Surgery, RT, and chemotherapy

Meta-analyses of the outcome in patients with malignant glioma treated with or without nitrosureas suggested a small but significant benefit from the addition of these intravenous agents. However, in 2005, Stupp and colleagues reported the results an EORTC trial that randomized 573 patients with glioblastoma receiving RT (60 Gy in 2-Gy daily fractions) with or without the oral alkylating agent, temozolomide (TMZ). TMZ was administered once daily during RT and then for 5 days each month for the next 6 months. The addition of TMZ was associated with significantly improved overall survival ( P <.0001), with median, 2-year overall survival, and 5-year overall survival of 15 versus 12 months, 27% versus 11%, and 10% versus 2%, respectively. Patients expressing lower levels of the enzyme responsible for repair of DNA damage, MGMT, exhibited a much more favorable response, although an improvement in survival was noted in the RT/TMZ arm even in those patients with unfavorable MGMT status. Likewise, although younger age, performance status, and increased extent of resection were associated with better outcome, the addition of TMZ conveyed improved survival in all prognostic groups. Consequently, the standard of care for adult patients with newly diagnosed glioblastomas includes maximum safe resection followed by conventionally fractionated RT with concurrent and adjuvant chemotherapy. This practice has been extended to cover all malignant gliomas, although data from randomized trials in anaplastic astrocytomas, for example, are absent.

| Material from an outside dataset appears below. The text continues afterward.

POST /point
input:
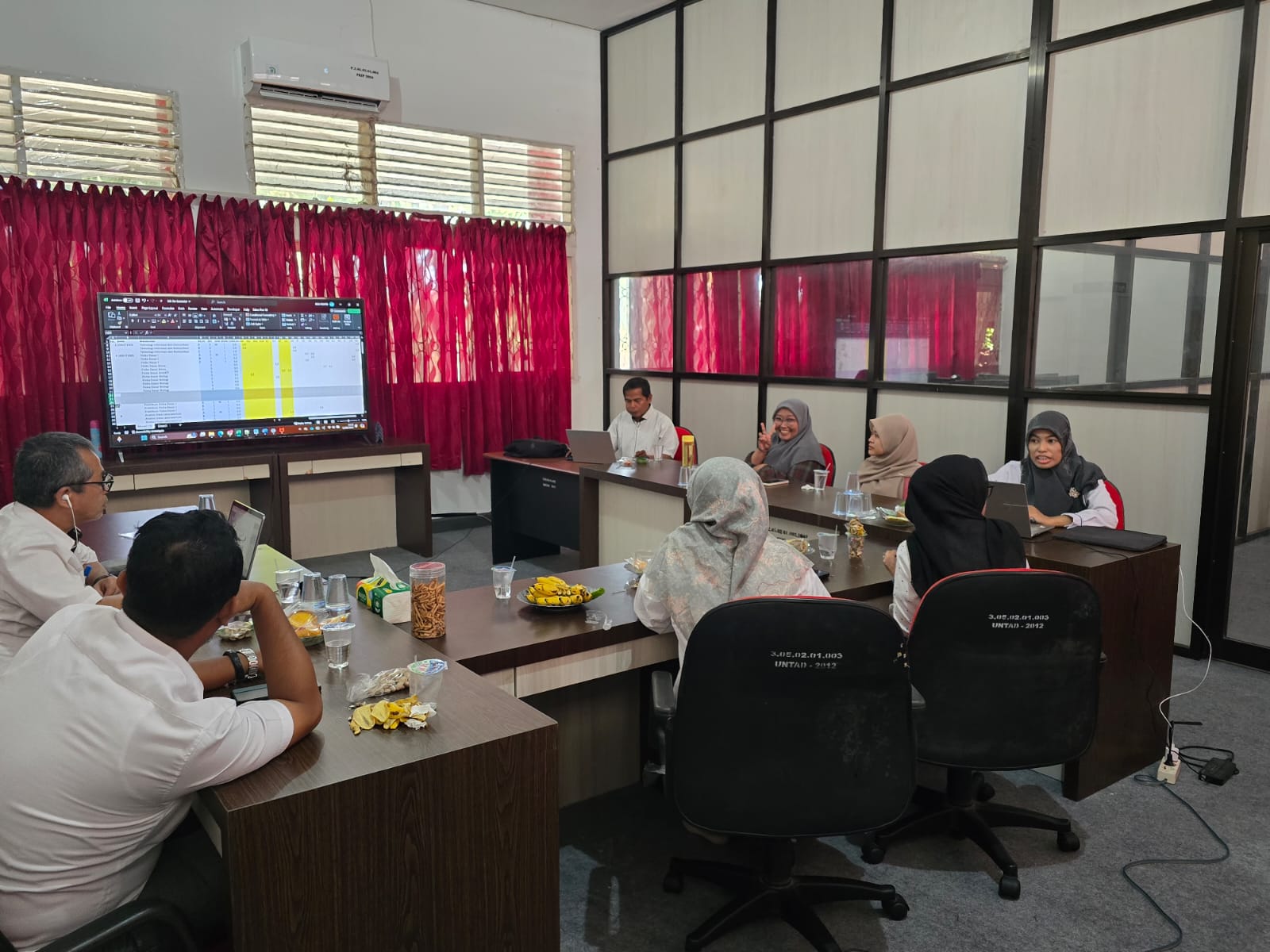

Even with the optimum combination of surgery, RT, and chemotherapy, the typical prognosis in malignant gliomas remains poor with virtually all patients recurring and less than 10% surviving 5 years after diagnosis. A variety of novel approaches are under trial to improve outcome in newly diagnosed glioblastoma, including vaccine therapies and the use of anti-angiogenic agents. Of particular importance, a large phase III randomized trial from the RTOG (RTOG 0825) is examining the impact of anti-angiogenic bevacizumab (BVZ) on survival in newly diagnosed glioblastoma, when added to conventional regimen of RT and concurrent TMZ. Accrual is complete and the results are expected in the next few years. Given the extremely high rates of recurrence in malignant gliomas, improved treatment of recurrent disease is also a matter of great interest. BVZ has been approved by the Food and Drug Administration for the treatment of recurrent disease based on the results of phase II trials and SRS, alone or, particularly, in combination with BVZ, may offer benefits in this setting. However, randomized trials demonstrating the efficacy of SRS/BVZ have not been completed.

Normal tissue toxicity

The tolerance of normal CNS tissue to therapeutic radiation depends on a variety of factors, including the total radiation dose, dose/fraction, the size and location of the target lesion, and concomitant chemotherapy. A joint task force sponsored by the American Society of Radiation Oncology and American Association of Physics in Medicine recently published a comprehensive review quantifying normal tissue toxicity in clinical radiation oncology to a variety of organ systems, including the brain, brainstem, optic nerves/chiasm, hearing apparatus, and spinal cord.